I can see why it is true by writing out some examples, but I'm not sure how one could prove that, with $\left({\cdot\over p}\right)$ as the mod $p$ Legendre symbol
$$\sum_{x=1}^{p-1} \left(\frac{x(x-1)}{p}\right)=-1$$
For example, for $p=5$
$(2/5)+(1/5)+(2/5)=-1$
But could it be shown just from the sum itself?
On
For $p$ prime $\chi(n) = (\frac{n}{p})$ is a non-principal Dirichlet character $\bmod p$.
Since for $gcd(k,p ) = 1$ : $$\sum_{n=1}^p \chi(n) e^{-2i \pi nk/p} = \overline{\chi(k)} \sum_{n=1}^p \chi(nk) e^{-2i \pi nk/p}=\overline{\chi(k)}\sum_{n=1}^p \chi(n) e^{-2i \pi n/p}$$ we have that its discrete Fourier transform is $\hat{\chi}(k) =\frac{1}{\sqrt{p}}\sum_{n=1}^p \chi(n) e^{-2i \pi nk/p}= \overline{\chi(k)}G(\chi)$ where $G(\chi) = \hat{\chi}(1)$ and $|G(\chi)| = 1$.
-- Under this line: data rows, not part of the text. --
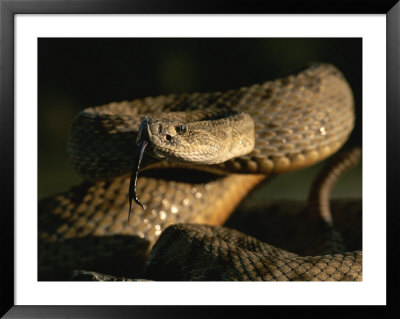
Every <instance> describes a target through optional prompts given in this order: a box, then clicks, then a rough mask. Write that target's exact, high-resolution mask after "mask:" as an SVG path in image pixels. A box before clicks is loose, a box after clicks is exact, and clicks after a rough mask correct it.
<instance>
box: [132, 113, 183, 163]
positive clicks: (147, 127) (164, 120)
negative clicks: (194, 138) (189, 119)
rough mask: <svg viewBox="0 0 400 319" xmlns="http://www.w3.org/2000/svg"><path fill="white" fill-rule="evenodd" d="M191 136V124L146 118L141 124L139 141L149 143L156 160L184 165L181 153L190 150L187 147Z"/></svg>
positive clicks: (151, 151) (156, 118)
mask: <svg viewBox="0 0 400 319" xmlns="http://www.w3.org/2000/svg"><path fill="white" fill-rule="evenodd" d="M189 135H190V129H189V124H188V123H187V122H185V121H170V120H165V119H162V118H161V119H159V118H154V117H145V118H144V119H143V120H142V122H141V124H140V128H139V132H138V138H137V141H138V143H139V141H142V140H146V141H148V148H147V149H148V151H149V154H150V155H152V156H153V157H155V158H158V159H166V160H169V161H173V162H181V163H184V162H185V161H184V160H183V159H182V158H180V155H179V153H182V152H183V151H184V150H187V149H190V148H189V147H185V145H186V143H188V140H189Z"/></svg>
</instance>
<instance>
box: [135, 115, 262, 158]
mask: <svg viewBox="0 0 400 319" xmlns="http://www.w3.org/2000/svg"><path fill="white" fill-rule="evenodd" d="M169 114H172V115H173V116H171V115H166V114H161V115H157V116H148V117H145V118H144V119H143V120H142V122H141V125H140V129H139V133H138V141H141V140H146V141H147V142H148V148H147V149H148V150H149V155H152V156H153V157H155V158H158V159H162V160H167V161H169V162H175V163H180V164H195V165H196V164H197V165H199V164H200V165H201V164H218V163H222V162H224V161H227V160H229V159H231V158H234V157H238V156H241V155H244V154H247V153H249V152H250V151H251V150H252V149H253V147H254V122H253V120H252V119H251V117H250V116H249V115H247V114H244V113H237V114H236V113H235V114H232V113H230V114H228V115H227V116H226V117H222V118H216V119H215V118H212V119H209V118H204V119H201V118H199V117H198V116H197V114H195V115H196V116H197V118H196V119H195V120H193V121H191V120H189V118H184V117H183V116H182V114H181V113H179V112H175V113H169ZM168 116H170V117H168ZM171 117H173V118H174V120H171ZM192 117H193V116H192Z"/></svg>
Using that the DFT of $\chi(n-1)$ is $\hat{\chi}(k) e^{-2i \pi k/p}$ and the unitary-ness of the DFT : $$\sum_{n=1}^p \chi(n) \overline{\chi(n-1)} = \sum_{k=1}^p \hat{\chi}(k)\overline{\hat{\chi}(k)} e^{2i \pi k/p} = |G(\chi)|^2 \sum_{k=1}^p |\chi(k)|^2 e^{2i \pi k/p}=\sum_{k=1}^{p-1} e^{2i \pi k/p}= -1$$
Every $x\in[1,p-1]$ is invertible $\!\!\pmod{p}$ and if we denote with $x^{-1}$ its inverse we have:
$$ \sum_{x=1}^{p-1}\left(\frac{x(x-1)}{p}\right) = \sum_{x=1}^{p-1}\left(\frac{x^{-1}}{p}\right)\left(\frac{x-1}{p}\right) = \sum_{x=1}^{p-1}\left(\frac{1-x^{-1}}{p}\right)=\sum_{y=1}^{p-1}\left(\frac{1-y}{p}\right) $$ that is just $$ \left(\frac{0}{p}\right)+\sum_{z=2}^{p-1}\left(\frac{z}{p}\right) = -\left(\frac{1}{p}\right)+\sum_{z=1}^{p-1}\left(\frac{z}{p}\right) = -1 $$ as wanted.